2. When a bidder maliciously submits different Bids through two or more persons, corporations, partnership or any other business entity in which he has interest to create the appearance of competition that does not in fact exist so as to be adjudged as the winning bidder.
3. When two or more bidders enter into an agreement which call upon one to refrain from bidding for procurement contracts, or which call for withdrawal of bids already submitted, or which are otherwise intended to secure an undue advantage to any one of them.

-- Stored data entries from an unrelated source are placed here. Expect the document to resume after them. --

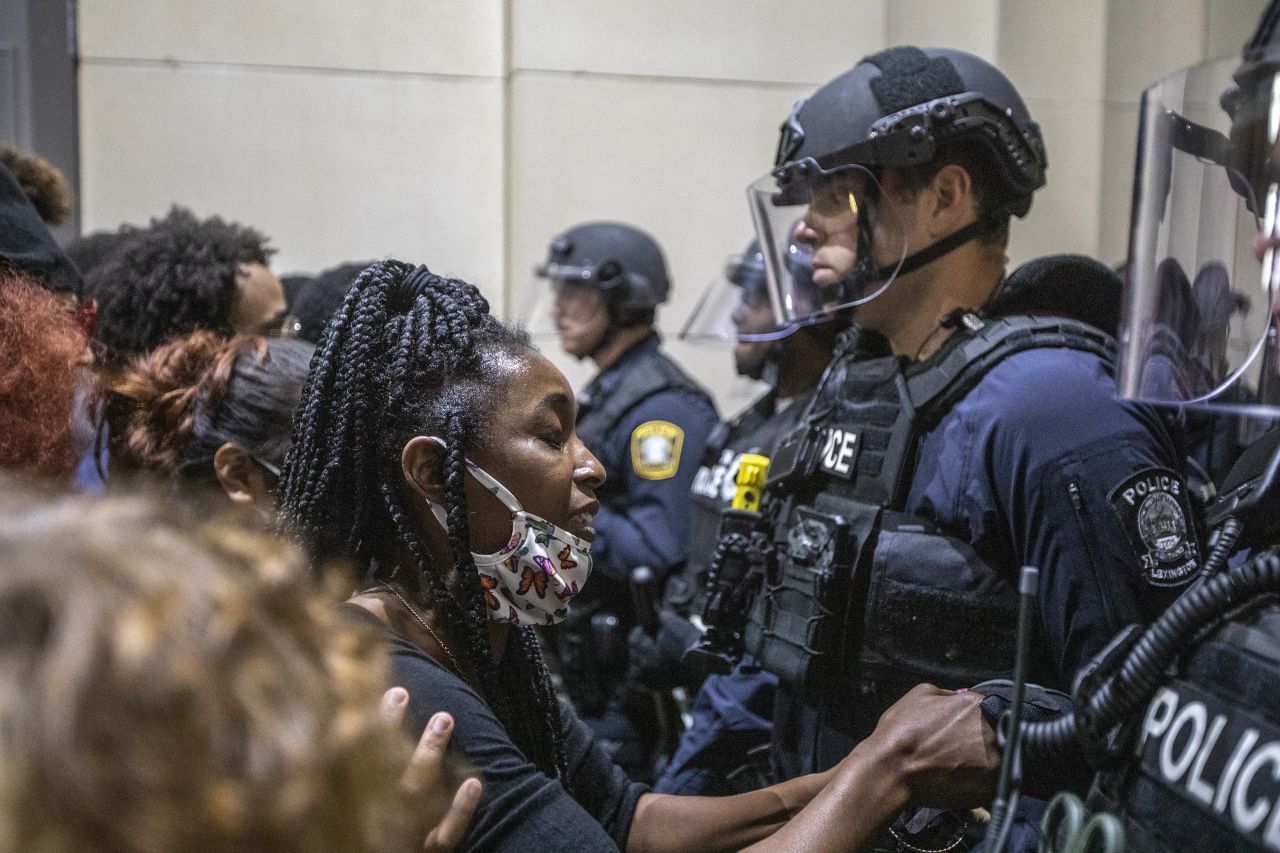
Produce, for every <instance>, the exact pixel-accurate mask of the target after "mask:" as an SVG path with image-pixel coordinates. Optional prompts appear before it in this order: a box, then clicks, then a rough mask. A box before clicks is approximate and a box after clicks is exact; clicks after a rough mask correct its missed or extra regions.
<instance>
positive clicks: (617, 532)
mask: <svg viewBox="0 0 1280 853" xmlns="http://www.w3.org/2000/svg"><path fill="white" fill-rule="evenodd" d="M538 274H539V275H540V277H543V278H545V279H548V280H549V283H550V286H552V288H553V289H554V307H553V313H552V314H553V319H554V323H556V328H557V332H558V333H559V338H561V342H562V345H563V347H564V351H566V352H568V353H570V355H572V356H576V357H577V359H591V360H593V361H594V362H595V364H596V366H598V368H599V373H598V374H596V375H595V377H594V378H593V379H591V382H590V383H589V384H588V386H586V389H585V391H584V392H582V393H581V394H580V396H579V409H577V434H579V437H580V438H581V439H582V442H584V443H585V444H586V446H588V448H590V450H591V452H593V453H595V456H596V457H598V459H599V460H600V462H602V464H603V465H604V469H605V471H607V474H608V480H607V482H605V484H604V485H603V487H602V488H600V489H598V491H596V494H598V497H599V500H600V505H602V506H600V511H599V514H598V515H596V516H595V521H594V528H595V540H594V542H593V544H591V555H593V558H594V564H595V570H594V575H593V579H591V584H590V587H589V588H586V590H585V592H584V597H582V598H580V599H577V601H582V602H584V605H585V606H582V607H575V617H573V619H572V622H571V624H567V625H566V629H564V630H562V631H561V637H559V649H561V658H562V665H563V675H564V681H566V688H567V690H568V693H570V697H571V698H572V699H573V702H575V703H576V704H577V706H579V707H580V711H581V712H582V716H584V717H585V719H586V720H588V721H589V722H590V724H591V725H593V726H594V727H595V730H596V734H598V735H599V736H602V738H604V739H605V740H611V742H613V743H617V744H620V749H618V752H617V753H616V756H614V757H616V758H617V761H618V762H620V763H621V765H623V766H625V767H626V768H627V770H628V771H631V772H632V774H634V776H635V777H637V779H645V777H648V776H652V771H650V770H649V767H650V761H649V753H650V752H652V747H653V740H654V739H655V738H657V733H655V731H653V729H654V725H655V722H654V721H653V720H650V719H649V717H652V711H653V708H652V702H648V701H645V699H644V698H635V697H631V695H628V694H627V692H626V690H623V689H621V686H622V685H621V681H620V679H621V678H622V675H623V674H625V672H626V631H627V630H628V629H630V626H631V625H632V624H634V622H635V613H634V610H632V605H631V598H630V589H628V580H630V574H631V571H632V570H634V569H636V567H639V566H649V567H650V569H653V570H654V571H655V573H657V575H658V579H659V580H660V579H662V578H664V576H666V574H667V573H668V571H669V570H671V569H673V567H675V566H677V565H678V564H680V562H681V560H682V558H684V553H685V538H686V534H687V526H689V489H690V485H691V484H692V479H694V475H695V473H696V469H698V460H699V459H700V457H701V453H703V446H704V444H705V442H707V437H708V434H709V433H710V430H712V429H713V428H714V425H716V423H717V420H718V419H717V415H716V407H714V405H713V403H712V400H710V397H708V394H707V393H705V392H704V391H703V389H701V388H699V387H698V384H696V383H695V382H694V380H692V379H690V378H689V377H687V375H686V374H685V373H684V371H682V370H681V369H680V368H678V366H677V365H676V364H675V362H673V361H672V360H671V359H669V357H667V356H666V355H664V353H663V352H662V351H660V348H659V346H660V339H659V336H658V332H657V329H655V328H654V315H655V310H657V307H658V305H659V304H662V302H664V301H666V300H667V295H668V292H669V289H671V282H669V277H668V274H667V263H666V259H664V257H663V254H662V248H660V247H659V246H658V243H657V242H655V241H654V240H653V237H650V236H649V234H646V233H645V232H643V231H640V229H639V228H635V227H631V225H625V224H621V223H612V222H593V223H585V224H581V225H576V227H573V228H570V229H568V231H566V232H563V233H562V234H559V236H558V237H556V238H554V240H553V241H552V243H550V248H549V251H548V257H547V263H545V264H543V265H541V266H540V268H539V269H538ZM577 601H575V603H577Z"/></svg>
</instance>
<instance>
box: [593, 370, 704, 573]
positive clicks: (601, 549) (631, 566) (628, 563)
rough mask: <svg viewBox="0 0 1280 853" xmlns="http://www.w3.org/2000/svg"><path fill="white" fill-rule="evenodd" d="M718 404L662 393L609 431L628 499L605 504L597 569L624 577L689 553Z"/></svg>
mask: <svg viewBox="0 0 1280 853" xmlns="http://www.w3.org/2000/svg"><path fill="white" fill-rule="evenodd" d="M717 420H718V419H717V415H716V409H714V407H713V406H712V405H710V402H709V401H708V400H707V398H705V397H701V396H699V394H692V393H686V392H681V391H668V392H662V393H657V394H654V396H653V397H650V398H648V400H645V401H644V402H643V403H640V405H639V406H636V407H635V409H634V410H631V412H628V414H627V416H626V418H623V419H622V423H621V424H618V427H617V428H616V429H614V430H613V432H612V433H609V435H608V438H607V443H608V448H607V451H605V452H607V453H608V456H609V457H611V459H616V460H622V464H621V465H620V466H618V467H617V469H616V470H617V471H618V473H617V474H614V471H611V473H609V476H625V478H626V496H627V497H626V507H625V510H622V511H613V510H609V508H604V507H602V508H600V512H599V515H596V516H595V523H594V526H595V530H596V539H595V542H594V543H593V544H591V556H593V557H594V560H595V569H596V570H598V571H603V573H604V574H605V575H607V576H609V578H613V579H614V580H618V581H626V580H627V578H628V576H630V573H631V570H632V569H635V567H636V566H649V567H652V569H653V570H655V571H657V573H658V574H659V575H666V573H667V571H668V570H669V569H671V567H672V566H675V565H676V564H677V562H680V561H681V560H682V558H684V555H685V537H686V534H687V529H689V512H690V505H689V501H690V497H689V496H690V488H691V487H692V483H694V475H695V474H696V473H698V464H699V461H700V460H701V456H703V447H704V446H705V443H707V437H708V435H709V434H710V432H712V429H713V428H714V427H716V424H717Z"/></svg>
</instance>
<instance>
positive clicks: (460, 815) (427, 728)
mask: <svg viewBox="0 0 1280 853" xmlns="http://www.w3.org/2000/svg"><path fill="white" fill-rule="evenodd" d="M407 707H408V693H406V692H404V689H403V688H392V689H390V690H388V692H387V693H384V694H383V707H381V711H383V719H384V720H385V721H387V722H388V724H389V725H393V726H399V725H402V722H403V720H404V710H406V708H407ZM452 734H453V717H451V716H449V715H448V713H443V712H442V713H436V715H434V716H433V717H431V719H430V721H428V724H426V730H424V731H422V736H421V738H420V739H419V742H417V748H416V749H413V756H412V757H411V758H410V762H408V767H406V768H404V775H403V777H402V779H401V785H402V786H403V789H404V792H406V793H407V794H408V795H410V802H415V803H421V804H422V807H424V808H425V809H426V825H428V826H430V827H431V830H430V831H429V833H428V835H426V839H425V840H424V841H422V849H424V850H425V852H426V853H452V850H453V849H454V848H456V847H457V845H458V844H461V843H462V836H463V835H465V834H466V830H467V824H470V822H471V816H472V815H475V811H476V806H479V804H480V794H481V786H480V780H479V779H474V777H472V779H467V780H465V781H463V783H462V784H461V785H458V789H457V790H456V792H453V797H452V800H451V798H449V783H448V780H447V774H445V757H447V754H448V747H449V736H451V735H452Z"/></svg>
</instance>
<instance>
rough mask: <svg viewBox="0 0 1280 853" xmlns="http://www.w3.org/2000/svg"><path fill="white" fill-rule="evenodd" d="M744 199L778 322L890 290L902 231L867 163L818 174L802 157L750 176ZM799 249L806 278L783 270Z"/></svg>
mask: <svg viewBox="0 0 1280 853" xmlns="http://www.w3.org/2000/svg"><path fill="white" fill-rule="evenodd" d="M746 196H748V204H749V206H750V210H751V220H753V223H754V224H755V233H756V238H758V240H759V242H760V252H762V254H763V256H764V272H765V279H767V282H768V288H769V300H771V304H772V306H773V313H774V318H776V321H777V324H778V325H780V327H788V325H804V324H808V323H814V321H819V320H822V319H826V318H829V316H832V315H833V314H836V313H837V311H841V310H845V309H850V307H856V306H858V305H864V304H867V302H869V301H870V300H873V298H876V297H877V296H879V295H881V293H883V292H884V291H886V289H888V287H890V284H892V282H893V279H895V277H896V275H897V272H899V269H901V266H902V261H904V260H905V259H906V255H908V252H906V233H905V231H904V229H902V228H901V227H900V223H899V222H897V220H896V219H895V216H893V215H892V213H891V211H890V210H887V209H886V207H884V205H881V204H879V201H881V199H883V196H884V193H883V190H882V187H881V183H879V181H877V179H876V175H874V174H872V172H870V170H869V169H867V168H864V167H858V165H847V167H841V168H836V169H831V170H828V172H823V170H820V169H819V168H818V167H817V164H814V163H813V161H812V160H803V161H800V163H792V164H788V165H787V167H785V168H782V169H776V170H774V172H771V173H769V174H767V175H764V177H763V178H760V179H758V181H755V182H754V183H753V184H751V186H749V187H748V190H746ZM801 250H808V252H809V254H810V256H812V259H810V264H812V275H810V277H809V280H808V282H800V280H799V279H797V278H796V277H792V275H790V274H788V269H787V264H788V261H790V260H791V259H794V257H796V255H797V252H800V251H801ZM815 293H817V298H815Z"/></svg>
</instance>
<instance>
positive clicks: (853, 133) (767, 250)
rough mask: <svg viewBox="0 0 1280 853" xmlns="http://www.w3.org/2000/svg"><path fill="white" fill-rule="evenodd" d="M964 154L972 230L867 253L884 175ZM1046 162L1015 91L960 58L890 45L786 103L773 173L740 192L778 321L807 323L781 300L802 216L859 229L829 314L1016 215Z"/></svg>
mask: <svg viewBox="0 0 1280 853" xmlns="http://www.w3.org/2000/svg"><path fill="white" fill-rule="evenodd" d="M961 151H963V152H964V154H965V155H966V156H965V159H964V160H963V161H964V163H973V164H977V167H979V168H980V174H975V175H974V179H975V182H978V183H979V184H980V187H982V193H983V199H982V201H983V205H982V206H983V210H982V211H980V213H982V216H980V218H979V220H978V222H975V223H973V224H972V225H969V227H966V228H963V229H960V231H959V232H956V233H954V234H950V236H948V237H945V238H942V240H941V241H938V242H936V243H933V245H932V246H927V247H924V248H922V250H919V251H916V252H914V254H911V255H910V256H909V255H908V254H906V246H905V238H904V242H902V245H899V246H879V247H878V256H877V255H873V252H872V242H870V237H872V233H873V229H874V227H876V218H877V215H881V216H883V215H886V214H883V213H881V211H878V210H877V201H878V200H879V197H881V183H879V182H881V175H882V174H883V169H884V168H886V167H893V168H913V167H924V165H927V164H929V163H934V161H940V160H941V159H942V158H950V156H956V155H957V154H959V152H961ZM1046 168H1047V159H1046V154H1044V141H1043V138H1042V137H1041V132H1039V127H1038V126H1037V124H1036V123H1034V122H1033V120H1032V118H1030V114H1029V113H1028V110H1027V105H1025V104H1024V102H1023V99H1021V96H1020V95H1019V93H1018V90H1016V88H1014V85H1012V83H1011V82H1010V81H1009V78H1007V77H1005V76H1004V74H1002V73H1001V72H1000V70H998V69H997V68H995V67H993V65H992V64H991V63H988V61H986V60H983V59H979V58H978V56H974V55H972V54H966V53H964V51H959V50H943V49H924V50H922V49H919V47H892V49H890V50H886V51H882V53H878V54H873V55H870V56H867V58H865V59H863V60H861V61H859V63H858V64H856V65H855V67H854V68H852V69H851V70H849V72H846V73H844V74H841V76H840V77H837V78H836V79H833V81H831V82H829V83H827V85H826V86H823V87H822V88H819V90H818V91H817V92H814V95H813V96H812V97H809V99H808V100H804V101H800V102H797V104H796V105H795V108H794V109H792V111H791V115H788V117H787V119H786V122H783V124H782V128H781V136H780V140H778V149H777V155H776V158H774V168H773V170H772V172H771V173H769V174H768V175H765V177H764V178H762V179H759V181H756V182H755V183H754V184H751V187H750V188H749V191H748V195H749V199H750V204H751V215H753V219H754V222H755V227H756V233H758V236H759V238H760V246H762V250H763V254H764V259H765V266H767V272H768V275H769V287H771V291H773V293H772V295H773V298H774V311H776V313H778V319H780V321H786V323H795V321H804V320H805V319H806V315H804V314H803V310H804V309H803V306H801V305H800V304H799V302H797V301H796V300H795V298H794V295H791V293H790V292H788V291H787V287H786V280H787V277H786V275H785V269H783V264H785V259H786V257H788V256H790V255H791V254H794V246H795V243H796V228H797V224H799V223H800V220H801V219H803V218H804V216H805V214H806V213H808V211H809V209H810V206H813V207H818V206H819V205H826V206H827V207H828V209H833V210H835V209H838V210H840V211H842V213H844V214H845V215H847V216H850V222H852V220H854V219H856V228H858V234H859V246H858V260H856V264H855V265H854V268H852V269H849V270H838V274H840V275H841V277H842V280H841V287H840V291H838V293H836V298H835V300H828V305H827V310H828V311H831V310H838V309H841V307H849V306H852V305H859V304H861V302H865V301H868V300H869V298H873V297H874V296H878V295H879V293H881V292H883V289H884V288H886V287H887V286H888V283H890V282H891V280H892V279H893V278H895V277H896V275H901V274H906V273H909V272H911V270H914V269H916V268H919V266H923V265H924V264H928V263H929V261H932V260H934V259H937V257H940V256H942V255H945V254H946V252H948V251H951V250H954V248H955V247H957V246H960V245H963V243H965V242H968V241H970V240H973V238H975V237H978V236H980V234H983V233H986V232H988V231H991V228H992V227H993V224H1000V223H1004V222H1007V218H1009V216H1010V215H1014V216H1024V215H1027V211H1028V210H1029V209H1030V202H1032V193H1034V192H1036V190H1038V188H1039V187H1042V186H1044V172H1046Z"/></svg>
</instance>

4. When a bidder, by himself or in connivance with others, employ schemes which tend to restrain the natural rivalry of the parties or operates to stifle or suppress competition and thus produce a result disadvantageous to the public.

== Criticisms ==

=== Lack of preference on local suppliers over foreign suppliers ===
During the COVID-19 pandemic, shortages of personal protective equipment (PPE) occurred worldwide, including in the Philippines. To close some of the supply gaps, the Department of Trade and Industry (DTI) asked garment and textile manufacturers to shift to the production of PPE. This call was answered by the Confederation of Philippine Manufacturers of PPE (CPMP). However, the government's procurement law, RA 9184, prevents domestic manufacturers from competing against foreign manufacturers that have the ability to bid at lower prices. Unfortunately, the law has no provisions for preference of domestic products over foreign products. According to Art. X Sec. 34, the government can only award the contract to the bidder with the Lowest Calculated Responsive Bid or Highest Rated Responsive Bid. This forced companies to incur loss, partially close the repurposed factories and lay off around 3,500 workers in December 2020.